How to test genAI

how to test genAI, as a QA application / product are given and asked feedback from QA to test.
Is there a plug-and-play to test these models?
There are manual ways like ask domain related questions and judge them manually, I think that’s not the correct way.
is there any set guideline, tool, benchmarking, metric etc to follow.
Lets take example:
Now genAI tell what is the quality of speech during customer calls , like tone of speech . How to validate such use cases as QA ? that whether model is giving correct parameters of tone

2 Likes

There could be a whole host of ways to approach this.
First question: What does your genAI do?
Then: what is it used for? who should use it? who should not use it?

2 Likes

@hananurrehman thanks for response.
It’s generic but let’s say for discussion we choose 2 use cases

case 1:
Generative AI can generate automated responses based on historical customer interactions, ensuring consistency and accuracy in customer service. It can also assist in sentiment analysis, enabling businesses to gauge customer satisfaction levels and take appropriate actions to address any issues or concerns.

Case2:
GenAI can generate personalized recommendations and offers. It can understand customer preferences and create relevant content and product suggestions. For example, an e-commerce platform could use GenAI to create images and text for personalized product recommendations based on a customer’s browsing history and previous purchases, enhancing their shopping experience.

Now as QA, we have to validate these models.

1 Like

I’m currently building a python + YAML based framework to create example scenarios using this framework.

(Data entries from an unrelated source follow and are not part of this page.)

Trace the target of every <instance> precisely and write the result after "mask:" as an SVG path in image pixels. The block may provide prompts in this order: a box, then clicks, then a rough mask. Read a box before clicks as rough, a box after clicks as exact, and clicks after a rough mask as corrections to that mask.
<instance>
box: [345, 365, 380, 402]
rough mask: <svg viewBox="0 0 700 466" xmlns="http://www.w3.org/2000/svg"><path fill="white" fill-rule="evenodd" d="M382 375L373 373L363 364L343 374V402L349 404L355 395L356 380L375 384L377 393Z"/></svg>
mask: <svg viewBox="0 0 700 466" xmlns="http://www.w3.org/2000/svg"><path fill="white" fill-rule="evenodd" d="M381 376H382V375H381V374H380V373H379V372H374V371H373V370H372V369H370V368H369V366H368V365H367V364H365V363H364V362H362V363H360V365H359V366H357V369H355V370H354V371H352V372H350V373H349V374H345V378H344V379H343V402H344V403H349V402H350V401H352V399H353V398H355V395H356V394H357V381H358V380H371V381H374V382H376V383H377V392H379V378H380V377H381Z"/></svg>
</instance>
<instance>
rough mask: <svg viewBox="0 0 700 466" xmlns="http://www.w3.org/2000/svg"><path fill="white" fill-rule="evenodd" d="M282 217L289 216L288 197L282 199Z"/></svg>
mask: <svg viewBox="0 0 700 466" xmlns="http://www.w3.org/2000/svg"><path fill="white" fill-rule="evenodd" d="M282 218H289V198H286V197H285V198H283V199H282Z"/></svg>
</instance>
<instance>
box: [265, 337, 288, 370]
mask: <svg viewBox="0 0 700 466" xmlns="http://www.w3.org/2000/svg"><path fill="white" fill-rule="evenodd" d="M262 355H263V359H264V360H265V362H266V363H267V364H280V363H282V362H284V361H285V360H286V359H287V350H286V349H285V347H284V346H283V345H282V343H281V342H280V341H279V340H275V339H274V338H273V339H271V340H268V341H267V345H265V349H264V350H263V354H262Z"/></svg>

The general idea is that you create a prompt for one LLM to have a conversation with the agent and then at the end you:

  • Ask 2/multiple choice questions about the interaction and make sure that they were answered correctly - e.g. about the tone of the interaction, whether they think the interaction was successful (yes/no).
  • Check that JSON snippets were returned exactly as they should be in response to questions.

For your cases - case 1 and 2, I think you might benefit from a data scientist to help do an evaluation. It sounds like you want to curate an evaluation set and do some human labeling and check the LLM’s performance against that. I’m also not sure GenAI is the right tool to do this in the first place (it can… it just might not be the best tool).

2 Likes

@hitchdev : your framework looks good, really want to see it once it is complete.

1 Like

I’m done. The code is open source and available here: hitchstory/examples/llm at master · hitchdev/hitchstory · GitHub

There’s a root story which has the prompt:

Basic barista:
  given:
    agent instructions: |
      You are a barista selling only following items:
      
      * flat white
      * cappuccino coffee
      * black coffee
      * single espresso
      * double espresso
      * brownie
      
      If a customer asks questions, tries to order something not
      on the list produce JSON of the form:
      
      {"message": "{{ your answer }}"}
      
      If a customer orders one of these, produce JSON
      of the form:
      
      {"purchase": "{{ product chosen by customer }}"}

Then there are stories to test this prompt:

Espresso purchase:
  based on: basic barista
  steps:
  - speak:
      message: Can I order an espresso?
      expect json: |-
        {"purchase": "single espresso"}

Try to order a pizza:
  based on: basic barista
  steps:
  - speak:
      message: Can I order a pizza?
      expect answer:
        question: Did the barista let you order a pizza? Answer yes or no.
        response: no

Try to order a cookie:
  based on: basic barista
  steps:
  - speak:
      message: Can I order a cookie?
      expect answer:
        question: Did the barista let you order a cookie? Answer yes or no.
        response: no

The top story is deterministic - there can only be one JSON output given the question. Anything else fails.

The bottom two can have a range of different acceptable responses, so I’m asking a different LLM if the response matches what I expect. For example:

$:~/hitch/story/examples/llm$ ./run.sh bdd cookie
RUNNING Try to order a cookie in /src/hitch/story/buy-coffee.story ... 
CUSTOMER : Can I order a cookie?
SERVER : {"message": "We only sell brownies"}
SUCCESS in 3.4 seconds.

$:~/hitch/story/examples/llm$ ./run.sh bdd cookie
RUNNING Try to order a cookie in /src/hitch/story/buy-coffee.story ... 
CUSTOMER : Can I order a cookie?
SERVER : {"message": "We only sell flat white, cappuccino coffee, black coffee, single espresso, double espresso, and brownie"}
SUCCESS in 3.6 seconds.

You can also run the whole lot together:

$:~/hitch/story/examples/llm$ ./run.sh regression
RUNNING Espresso purchase in /src/hitch/story/buy-coffee.story ... SUCCESS in 4.2 seconds.
RUNNING Try to order a cookie in /src/hitch/story/buy-coffee.story ... SUCCESS in 2.8 seconds.
RUNNING Try to order a pizza in /src/hitch/story/buy-coffee.story ... SUCCESS in 2.3 seconds.

I’m still tweaking around the edges, but it’s usable. Any and all feedback is welcome.